Я медленно достал чёрствую тёмную лепёшку и нехотя откусил маленький кусочек. Есть мне совершенно не хотелось, но здравый смысл подсказывал, что к совету ушастика стоит прислушаться. Так, давясь и запивая куски тёплой и от этого весьма противной водой, я осилил где-то четверть лепёшки.
— Больше не могу, хоть убей, — прошептал тихонько некоту.
Шептать нам приходилось, потому что неуёмная парочка ррахов как раз проходила мимо. А всего пару минут назад они уже пустили в ход свои жезлы, хорошенько так отделав аппетитно чавкающего хмерра. Если обычное чавканье так надсмотрщиков из себя вывело, то громкими разговорами их точно провоцировать не стоило. Вдруг один из ррахов остановился и что-то громко прорычал. Хмерры тут же начали прятать свои припасы и вставать на ноги.
— Приказал всем облегчиться, — пояснил мне, смущённо отворачиваясь, некот.
Дожили! Уже облегчаться строго по команде приходиться. Оставалось только ещё начать дышать по команде. Справлять малую нужду на виду у всех мне было чёртовски неприятно, но я прекрасно осознавал, что лучше уж тут при всех отлить, чем потом в мокрых и вонючих джинсах щеголять.
Дальнейшее наше продвижение я помню плохо. Выступающие из земли корни так и норовили подвернуться под неосторожно поставленную ногу, а стремительно летящие в лицо ветки грозили выхлестать мне глаза. Поэтому все силы уходили только на то, чтобы не покалечиться и на ногах устоять. Хорошо ещё, что мне в напарники именно некот достался. Зрение у него было намного лучше моего, особенно в начинавшихся сгущаться сумерках. Вот и предупреждал он меня время от времени о разной грозившей мне опасности.
Я же старался добром на добро отплатить и поддерживал ушастика, когда тот от усталости неуклюже спотыкался. За всё время пути мы до позднего вечера только ещё раз остановились. Вынужденно, потому что идущий впереди нас с некотом павлин вдруг упал на землю и забился в страшных судорогах. Ррехи по команде ррахов попытались его поднять, но ничего у них не вышло. Тогда все ррахи собрались в кучу и стали громко о чём-то совещаться. Сердитое рычание рогатых меня откровенно нервировало, но ушастик успокоил, сказав, что ничего ужасного ррахи пока не планировали.
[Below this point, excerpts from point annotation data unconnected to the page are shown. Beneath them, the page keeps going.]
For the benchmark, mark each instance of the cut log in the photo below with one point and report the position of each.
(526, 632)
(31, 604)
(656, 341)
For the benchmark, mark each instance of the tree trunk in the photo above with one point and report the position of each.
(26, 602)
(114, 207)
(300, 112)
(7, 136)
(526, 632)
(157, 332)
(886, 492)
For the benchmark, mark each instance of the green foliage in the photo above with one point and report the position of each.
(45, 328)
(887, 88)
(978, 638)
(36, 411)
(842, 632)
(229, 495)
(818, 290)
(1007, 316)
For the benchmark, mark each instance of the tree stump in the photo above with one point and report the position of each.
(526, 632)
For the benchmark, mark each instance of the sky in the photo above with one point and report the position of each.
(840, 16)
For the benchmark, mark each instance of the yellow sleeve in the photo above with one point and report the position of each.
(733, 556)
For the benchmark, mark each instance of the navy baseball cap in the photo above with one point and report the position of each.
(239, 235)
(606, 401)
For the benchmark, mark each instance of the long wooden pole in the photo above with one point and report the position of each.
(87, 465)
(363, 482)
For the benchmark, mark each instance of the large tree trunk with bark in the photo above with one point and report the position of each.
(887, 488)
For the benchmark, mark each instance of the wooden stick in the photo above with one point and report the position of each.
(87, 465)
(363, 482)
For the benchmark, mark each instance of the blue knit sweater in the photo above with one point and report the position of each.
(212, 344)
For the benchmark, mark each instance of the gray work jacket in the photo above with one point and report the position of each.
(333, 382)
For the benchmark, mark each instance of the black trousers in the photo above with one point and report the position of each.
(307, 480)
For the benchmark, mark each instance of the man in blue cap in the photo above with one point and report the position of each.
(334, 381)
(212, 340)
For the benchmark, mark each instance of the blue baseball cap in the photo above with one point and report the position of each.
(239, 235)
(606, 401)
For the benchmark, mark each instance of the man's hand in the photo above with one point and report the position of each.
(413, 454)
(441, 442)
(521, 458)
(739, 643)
— Решают, что с павлином делать, — кратко переводил мне чужую речь некот. — До шахты такого задохлика они точно живым не доведут, а отчитываться им перед начальством за каждую полученную голову. Вот тот, тёмно-синий, предлагает, пока не поздно, поменять слабого раба на более жизнеспособного. Тут рядом, оказывается, богатое поместье есть, хозяин которого всяческую экзотику просто обожает.
Видимо, остальные ррахи со своим синим соплеменником согласились, потому что буквально через пару минут один их них вытащил из-за пазухи разговорное устройство, подозрительно напоминавшее наши мобильные телефоны и что-то в него прощёлкал. А ещё через пару минут рядом с нами прямо из воздуха возник странный аппарат, напоминавший круглую сферу с золотыми плавниками.
— А это что за таратайка такая? — спросил шёпотом у ушастика.
— Не знаю, — только и сказал тот, ошарашено взирая на происходящее.
А посмотреть действительно было на что: створки аппарата, зависшего примерно в метре над землёй, с громким шипением раздвинулись, и оттуда выдвинулась длинная золоченная лестница, по которой буквально через мгновение скатились вниз сначала толстенький серый ррех, а потом красная ковровая дорожка с позолотой и кистями по краям. Да, да, именно красная ковровая дорожка. Такие обычно в моем мире расстилали у трапа самолёта, когда почётных заграничных гостей встречали.
По красной ковровой дорожке, медленно ступая, степенно спускался невысокий и кругленький краснокожий ррах в богатом одеянии, украшенном золотом и драгоценными камнями, заботливо поддерживаемый со всех сторон целой кучей таких же низеньких и кругленьких ррехов. Наши сине-фиолетовые ррахи ему низко-низко поклонились и громко зарычали. Мне поначалу даже показалось, что они сейчас всей гурьбой на красного набросятся и разорвут на части, такой неприкрытой завистью и ненавистью светились их глаза. Но, как оказалось, они так своё почтение прибывшему весьма важному лицу выражали. Потом тот синий, что предлагал павлина обменять, выступил вперёд, преклонил одно колено и начал тихонько и жалобно повизгивать, словно прощения за свою дерзость просил.